Thanks a lot, Tommy Schell


----------



## RytoEX (Nov 28, 2017)

You may want to have a look at PR 1053 for possible ways to get the FPS of a source.  I think that you can use obs_source_get_width/obs_source_get_base_width and obs_source_get_height/obs_source_get_base_height get the source resolution.


----------



## Tommy.Schell (Nov 28, 2017)

Thank you.

The obs_source_get_width / get_base_width and get_height / get_base_height seem to be similarly tied to
the Video settings.

I guess that is partly the purpose of the Video settings, is to tell OBS what the source's incoming frame rate / resolution
is supposed to be ?  (i.e., OBS does not readily auto-detect these things)

Thanks, Tommy Schell


----------



## RytoEX (Nov 29, 2017)

Tommy.Schell said:


> The obs_source_get_width / get_base_width and get_height / get_base_height seem to be similarly tied to
> the Video settings.
> 
> I guess that is partly the purpose of the Video settings, is to tell OBS what the source's incoming frame rate / resolution
> is supposed to be ?  (i.e., OBS does not readily auto-detect these things)

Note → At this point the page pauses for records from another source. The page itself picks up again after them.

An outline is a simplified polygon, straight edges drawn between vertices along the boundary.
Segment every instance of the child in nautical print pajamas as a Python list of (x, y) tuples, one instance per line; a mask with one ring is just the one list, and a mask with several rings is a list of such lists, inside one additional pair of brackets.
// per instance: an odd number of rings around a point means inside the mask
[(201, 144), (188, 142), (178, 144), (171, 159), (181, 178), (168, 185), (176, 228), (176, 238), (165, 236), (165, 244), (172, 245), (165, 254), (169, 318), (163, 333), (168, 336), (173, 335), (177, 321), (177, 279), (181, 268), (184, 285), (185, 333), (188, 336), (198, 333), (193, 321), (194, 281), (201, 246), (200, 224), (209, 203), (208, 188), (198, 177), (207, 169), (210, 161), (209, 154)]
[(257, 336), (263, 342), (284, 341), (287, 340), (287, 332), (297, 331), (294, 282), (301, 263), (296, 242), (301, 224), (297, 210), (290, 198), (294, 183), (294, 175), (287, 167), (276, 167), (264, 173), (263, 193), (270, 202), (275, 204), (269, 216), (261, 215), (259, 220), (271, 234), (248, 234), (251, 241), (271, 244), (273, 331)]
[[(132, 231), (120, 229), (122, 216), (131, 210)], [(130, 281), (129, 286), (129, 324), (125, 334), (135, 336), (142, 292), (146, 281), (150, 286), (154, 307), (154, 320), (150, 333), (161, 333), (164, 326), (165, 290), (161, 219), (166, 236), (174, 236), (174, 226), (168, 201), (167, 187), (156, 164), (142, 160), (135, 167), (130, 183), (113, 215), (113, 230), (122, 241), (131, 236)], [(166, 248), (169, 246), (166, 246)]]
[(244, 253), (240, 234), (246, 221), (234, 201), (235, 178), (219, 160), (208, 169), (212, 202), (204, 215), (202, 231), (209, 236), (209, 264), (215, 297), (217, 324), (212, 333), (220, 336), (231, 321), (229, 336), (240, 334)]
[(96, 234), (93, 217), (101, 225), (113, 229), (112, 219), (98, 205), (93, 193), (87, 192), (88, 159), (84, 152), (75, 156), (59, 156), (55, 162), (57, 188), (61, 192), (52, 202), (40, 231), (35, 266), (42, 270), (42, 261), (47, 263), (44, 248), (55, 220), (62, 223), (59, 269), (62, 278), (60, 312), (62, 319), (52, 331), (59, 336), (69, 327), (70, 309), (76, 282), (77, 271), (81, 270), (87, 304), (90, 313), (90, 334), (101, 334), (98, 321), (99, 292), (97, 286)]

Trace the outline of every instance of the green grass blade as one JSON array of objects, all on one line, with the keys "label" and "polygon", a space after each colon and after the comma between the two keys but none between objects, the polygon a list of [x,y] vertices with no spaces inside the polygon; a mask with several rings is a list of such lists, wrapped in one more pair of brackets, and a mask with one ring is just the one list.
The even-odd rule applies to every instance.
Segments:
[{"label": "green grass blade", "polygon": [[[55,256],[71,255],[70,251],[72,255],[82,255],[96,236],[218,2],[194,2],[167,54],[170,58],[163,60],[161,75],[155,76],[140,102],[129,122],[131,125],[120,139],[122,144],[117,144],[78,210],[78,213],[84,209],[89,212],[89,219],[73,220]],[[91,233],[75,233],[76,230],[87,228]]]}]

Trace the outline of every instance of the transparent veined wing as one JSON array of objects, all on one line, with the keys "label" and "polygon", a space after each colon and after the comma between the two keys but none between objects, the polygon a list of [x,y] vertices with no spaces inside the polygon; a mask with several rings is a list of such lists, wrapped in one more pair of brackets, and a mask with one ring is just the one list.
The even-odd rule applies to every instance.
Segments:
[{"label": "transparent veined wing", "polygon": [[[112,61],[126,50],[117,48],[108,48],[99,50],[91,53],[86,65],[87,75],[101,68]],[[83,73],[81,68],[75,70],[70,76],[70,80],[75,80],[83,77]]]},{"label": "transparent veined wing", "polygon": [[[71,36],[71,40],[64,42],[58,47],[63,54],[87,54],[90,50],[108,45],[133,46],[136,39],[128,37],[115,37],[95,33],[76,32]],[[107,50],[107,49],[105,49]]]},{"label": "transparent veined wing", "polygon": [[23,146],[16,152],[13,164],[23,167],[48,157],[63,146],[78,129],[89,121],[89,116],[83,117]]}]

I've checked these functions using breakpoints in Visual Studio.  As far as I can tell, those functions return the original width/height of the source before any scaling happens.  Have you tested these in code yet?  What kind of sources are you trying to get info from?  They do rely on the source having properly implemented get_width and get_height functions.

The Video Settings (found in Settings > Video) are used to set the drawing canvas size for OBS and the scaled output size of the frame to send to the encoder.  I'm pretty sure that OBS has to know the incoming size/resolution of sources to do any kind of source scaling and transformation.


----------



## Tommy.Schell (Nov 29, 2017)

I did test this in code, and the functions seemed to always return whatever I had set in the Base (Canvas) Resolution setting.

But it was with a source that had a non-standard resolution.
Perhaps that's the problem.
I'm going to investigate a bit more with a more standard source.
Thanks for checking into this.


----------



## RytoEX (Nov 30, 2017)

What kind of source are you testing this with?  What values do you expect to see for the source's width and height?


----------



## NLeseul (Nov 30, 2017)

The implementation of obs_source_get_base_width() just passes through whatever value is provided by the .get_width callback configured for the source (unless the source is a filter or a transition). I've used this in my plugin work, and it definitely behaves as expected.


----------